Wednesday, July 23, 2008

E Gore

Donkey Punch, Cineworld Broad Street, Birmingham, Tuesday June 22 2008, 7pm.

Who knew that Eli Roth's Hostel, in which hormonal Westerners are butchered abroad for their unethical behaviour, would be the single most influential film of the latter part of this decade? Goes to show that if you make a cheap film that brings in huge profits and critical kudos you instantly create a template for others to follow. Oliver Blackburn's Donkey Punch at least comes to the slightly different and entirely reasonable conclusion: Brits aboard are (quite literally) their own worst enemy.
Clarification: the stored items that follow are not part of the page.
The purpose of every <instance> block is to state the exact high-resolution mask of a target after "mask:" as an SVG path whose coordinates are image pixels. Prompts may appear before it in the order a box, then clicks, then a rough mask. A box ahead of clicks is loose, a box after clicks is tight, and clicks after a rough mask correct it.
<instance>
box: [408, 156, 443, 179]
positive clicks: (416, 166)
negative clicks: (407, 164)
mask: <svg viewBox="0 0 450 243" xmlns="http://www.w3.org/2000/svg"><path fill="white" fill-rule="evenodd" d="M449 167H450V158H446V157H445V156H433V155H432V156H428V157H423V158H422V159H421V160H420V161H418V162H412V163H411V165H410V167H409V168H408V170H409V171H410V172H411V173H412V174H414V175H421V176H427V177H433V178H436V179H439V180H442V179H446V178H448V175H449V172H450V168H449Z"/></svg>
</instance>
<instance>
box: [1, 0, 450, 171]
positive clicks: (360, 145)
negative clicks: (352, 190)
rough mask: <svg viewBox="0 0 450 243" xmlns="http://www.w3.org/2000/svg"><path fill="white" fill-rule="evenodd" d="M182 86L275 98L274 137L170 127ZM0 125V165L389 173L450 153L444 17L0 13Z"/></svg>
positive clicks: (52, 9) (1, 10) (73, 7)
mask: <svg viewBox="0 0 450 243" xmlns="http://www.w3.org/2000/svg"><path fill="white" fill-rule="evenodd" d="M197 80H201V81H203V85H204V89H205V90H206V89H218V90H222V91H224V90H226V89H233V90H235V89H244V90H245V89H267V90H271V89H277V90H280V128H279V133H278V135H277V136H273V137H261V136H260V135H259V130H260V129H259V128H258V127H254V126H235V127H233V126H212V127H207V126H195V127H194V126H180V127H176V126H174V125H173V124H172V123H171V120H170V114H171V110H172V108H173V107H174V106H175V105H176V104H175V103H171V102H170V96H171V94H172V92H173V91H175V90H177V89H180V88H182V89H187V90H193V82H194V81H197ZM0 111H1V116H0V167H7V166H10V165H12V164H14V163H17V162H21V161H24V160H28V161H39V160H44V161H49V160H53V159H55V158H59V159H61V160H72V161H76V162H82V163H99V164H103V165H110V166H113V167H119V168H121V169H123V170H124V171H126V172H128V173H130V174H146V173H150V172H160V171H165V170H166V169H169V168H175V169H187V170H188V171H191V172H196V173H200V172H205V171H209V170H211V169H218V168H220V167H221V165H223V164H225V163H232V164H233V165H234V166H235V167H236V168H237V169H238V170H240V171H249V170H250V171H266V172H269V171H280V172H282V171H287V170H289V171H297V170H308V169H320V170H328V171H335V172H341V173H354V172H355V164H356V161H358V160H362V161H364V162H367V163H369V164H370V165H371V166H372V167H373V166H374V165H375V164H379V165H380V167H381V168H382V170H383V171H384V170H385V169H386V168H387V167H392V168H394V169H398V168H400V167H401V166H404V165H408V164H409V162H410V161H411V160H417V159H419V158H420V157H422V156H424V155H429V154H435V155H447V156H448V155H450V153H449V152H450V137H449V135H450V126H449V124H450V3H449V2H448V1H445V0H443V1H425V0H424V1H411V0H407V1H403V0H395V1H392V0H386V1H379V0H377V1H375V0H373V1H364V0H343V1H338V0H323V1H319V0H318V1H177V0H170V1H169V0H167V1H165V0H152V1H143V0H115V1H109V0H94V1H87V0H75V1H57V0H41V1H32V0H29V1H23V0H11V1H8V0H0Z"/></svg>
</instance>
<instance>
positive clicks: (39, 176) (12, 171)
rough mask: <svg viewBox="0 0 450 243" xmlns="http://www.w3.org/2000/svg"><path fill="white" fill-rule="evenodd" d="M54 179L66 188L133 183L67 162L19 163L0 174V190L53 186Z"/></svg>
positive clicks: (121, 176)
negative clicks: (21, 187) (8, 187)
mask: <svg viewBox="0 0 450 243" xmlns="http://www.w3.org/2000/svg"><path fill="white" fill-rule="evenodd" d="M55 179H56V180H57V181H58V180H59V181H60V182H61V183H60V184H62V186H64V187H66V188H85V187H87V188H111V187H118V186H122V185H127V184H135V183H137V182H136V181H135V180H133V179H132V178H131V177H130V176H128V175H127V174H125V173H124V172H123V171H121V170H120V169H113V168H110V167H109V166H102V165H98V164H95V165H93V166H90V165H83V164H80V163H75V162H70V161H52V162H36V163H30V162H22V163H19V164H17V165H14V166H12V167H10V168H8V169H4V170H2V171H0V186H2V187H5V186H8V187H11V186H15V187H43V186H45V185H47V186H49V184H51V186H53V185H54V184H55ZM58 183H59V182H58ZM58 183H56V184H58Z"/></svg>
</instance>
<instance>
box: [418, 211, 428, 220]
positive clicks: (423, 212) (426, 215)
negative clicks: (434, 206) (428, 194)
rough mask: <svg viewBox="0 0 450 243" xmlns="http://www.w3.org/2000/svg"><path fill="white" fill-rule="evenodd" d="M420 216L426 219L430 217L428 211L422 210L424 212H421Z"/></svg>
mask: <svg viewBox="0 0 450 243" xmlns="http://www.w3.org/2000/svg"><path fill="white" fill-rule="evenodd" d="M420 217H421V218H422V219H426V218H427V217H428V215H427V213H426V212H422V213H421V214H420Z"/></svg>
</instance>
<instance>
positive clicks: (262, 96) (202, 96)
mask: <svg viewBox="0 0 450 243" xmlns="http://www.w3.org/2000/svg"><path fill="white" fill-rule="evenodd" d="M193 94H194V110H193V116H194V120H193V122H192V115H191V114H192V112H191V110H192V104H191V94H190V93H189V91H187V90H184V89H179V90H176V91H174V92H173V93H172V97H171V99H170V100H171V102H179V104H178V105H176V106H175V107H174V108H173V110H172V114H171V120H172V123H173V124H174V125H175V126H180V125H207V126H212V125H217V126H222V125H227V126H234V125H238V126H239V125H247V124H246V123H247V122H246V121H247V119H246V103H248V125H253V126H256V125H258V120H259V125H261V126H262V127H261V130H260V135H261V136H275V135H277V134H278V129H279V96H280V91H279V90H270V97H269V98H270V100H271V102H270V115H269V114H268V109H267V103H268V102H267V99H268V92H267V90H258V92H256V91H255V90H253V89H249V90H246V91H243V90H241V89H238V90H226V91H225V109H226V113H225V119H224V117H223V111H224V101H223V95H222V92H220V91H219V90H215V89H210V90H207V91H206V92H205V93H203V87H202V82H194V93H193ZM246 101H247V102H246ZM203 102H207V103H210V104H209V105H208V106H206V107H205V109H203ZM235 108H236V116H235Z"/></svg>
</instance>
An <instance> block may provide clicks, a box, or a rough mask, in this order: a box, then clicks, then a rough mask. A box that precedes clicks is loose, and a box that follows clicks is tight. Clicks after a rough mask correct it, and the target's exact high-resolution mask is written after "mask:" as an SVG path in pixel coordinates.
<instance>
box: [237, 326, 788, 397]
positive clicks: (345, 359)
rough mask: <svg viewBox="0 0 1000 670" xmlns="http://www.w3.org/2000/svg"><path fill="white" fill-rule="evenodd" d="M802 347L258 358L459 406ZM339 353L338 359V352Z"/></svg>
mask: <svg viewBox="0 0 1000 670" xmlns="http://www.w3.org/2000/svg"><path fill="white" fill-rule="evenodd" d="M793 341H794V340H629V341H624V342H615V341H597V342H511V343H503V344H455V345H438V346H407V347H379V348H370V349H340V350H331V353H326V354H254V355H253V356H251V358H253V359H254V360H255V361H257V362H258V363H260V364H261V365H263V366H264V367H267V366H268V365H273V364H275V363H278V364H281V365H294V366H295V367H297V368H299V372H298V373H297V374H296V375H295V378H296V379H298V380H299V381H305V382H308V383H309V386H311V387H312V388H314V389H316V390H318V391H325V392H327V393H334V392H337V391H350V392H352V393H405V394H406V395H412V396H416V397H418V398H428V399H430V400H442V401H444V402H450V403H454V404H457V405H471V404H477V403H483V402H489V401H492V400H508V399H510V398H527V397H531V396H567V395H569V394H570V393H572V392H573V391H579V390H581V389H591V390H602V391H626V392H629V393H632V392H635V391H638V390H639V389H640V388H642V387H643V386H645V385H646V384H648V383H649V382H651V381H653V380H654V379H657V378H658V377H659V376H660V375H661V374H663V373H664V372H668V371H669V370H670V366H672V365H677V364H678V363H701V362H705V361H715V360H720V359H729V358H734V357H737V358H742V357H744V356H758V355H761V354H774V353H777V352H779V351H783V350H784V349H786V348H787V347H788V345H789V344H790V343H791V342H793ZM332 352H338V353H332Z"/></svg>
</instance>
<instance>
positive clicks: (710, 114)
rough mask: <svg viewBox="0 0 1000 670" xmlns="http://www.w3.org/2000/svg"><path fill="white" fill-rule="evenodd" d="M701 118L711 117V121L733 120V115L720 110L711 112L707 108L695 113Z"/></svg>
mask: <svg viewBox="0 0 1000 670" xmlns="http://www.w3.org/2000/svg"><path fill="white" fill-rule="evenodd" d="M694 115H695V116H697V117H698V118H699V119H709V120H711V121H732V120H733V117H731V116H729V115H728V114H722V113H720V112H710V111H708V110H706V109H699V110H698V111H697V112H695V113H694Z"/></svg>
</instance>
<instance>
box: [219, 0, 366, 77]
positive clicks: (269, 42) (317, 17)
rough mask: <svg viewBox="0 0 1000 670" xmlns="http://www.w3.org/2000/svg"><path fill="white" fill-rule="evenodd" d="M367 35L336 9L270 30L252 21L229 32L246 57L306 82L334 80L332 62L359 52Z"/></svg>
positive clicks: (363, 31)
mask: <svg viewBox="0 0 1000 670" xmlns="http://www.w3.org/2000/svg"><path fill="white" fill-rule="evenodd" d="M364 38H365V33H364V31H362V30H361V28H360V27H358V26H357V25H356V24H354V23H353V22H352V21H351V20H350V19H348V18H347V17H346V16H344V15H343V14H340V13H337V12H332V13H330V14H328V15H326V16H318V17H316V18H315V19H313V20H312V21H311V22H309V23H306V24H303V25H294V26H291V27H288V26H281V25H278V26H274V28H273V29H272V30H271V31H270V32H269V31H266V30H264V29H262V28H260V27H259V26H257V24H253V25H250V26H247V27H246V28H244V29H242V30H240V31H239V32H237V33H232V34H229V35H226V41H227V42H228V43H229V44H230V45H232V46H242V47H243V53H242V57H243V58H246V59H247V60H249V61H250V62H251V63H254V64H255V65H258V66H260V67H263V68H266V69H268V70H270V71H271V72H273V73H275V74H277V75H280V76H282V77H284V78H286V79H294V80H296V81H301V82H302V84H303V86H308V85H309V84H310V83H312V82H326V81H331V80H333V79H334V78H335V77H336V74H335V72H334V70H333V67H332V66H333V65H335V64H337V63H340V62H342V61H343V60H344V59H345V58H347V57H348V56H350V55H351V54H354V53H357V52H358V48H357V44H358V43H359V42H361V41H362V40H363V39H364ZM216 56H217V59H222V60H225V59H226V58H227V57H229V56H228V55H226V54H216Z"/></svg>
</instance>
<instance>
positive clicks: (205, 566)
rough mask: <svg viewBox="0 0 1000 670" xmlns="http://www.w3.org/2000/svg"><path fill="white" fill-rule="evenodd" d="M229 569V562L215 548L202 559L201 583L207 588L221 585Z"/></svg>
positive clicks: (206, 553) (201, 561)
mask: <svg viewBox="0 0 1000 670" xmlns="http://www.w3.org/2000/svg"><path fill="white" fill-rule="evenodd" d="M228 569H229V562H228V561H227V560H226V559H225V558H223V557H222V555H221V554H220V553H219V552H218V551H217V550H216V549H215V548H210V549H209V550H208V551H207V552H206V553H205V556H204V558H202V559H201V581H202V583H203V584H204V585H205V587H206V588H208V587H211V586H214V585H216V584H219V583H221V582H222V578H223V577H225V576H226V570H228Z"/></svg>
So we have three girls from Leeds abroad on holiday hooking up with a British crew of likely lairy lads on a luxury yacht. Ecstasy and hardcore Russian drugs leads to orgiastic ecstasy and softcore sex, until things take a sudden swerve to the worse when the titular sex act leaves one of the participants in the fleshy fivesome experiencing the 'petit mort' a little too literally for everyone's comfort. It's then every lad and ladette for themselves as the bodycount piles up amidst recriminations, cover-ups and sheer lunatic bloody-mindedness.

Donkey Punch has been described as a kind of Dead Calm for the Ibiza set, benefitting from a decent soundtrack that includes Parallax View faves The Knife and Peter Bjorn and John. While there are numerous faults (banal, seemingly semi-improvised dialogue, wavering performance levels, all-over-the-place plot structure), some of these weaknesses actually help Donkey Punch overcome the main danger in making this type of movie: formulaic predictability. The result is a bloody mess from just about any perspective, but remains gripping, stylish entertainment, different from the norm but not so out-there that people won't get it, and seems destined for cult status when it finds its natural home on DVD.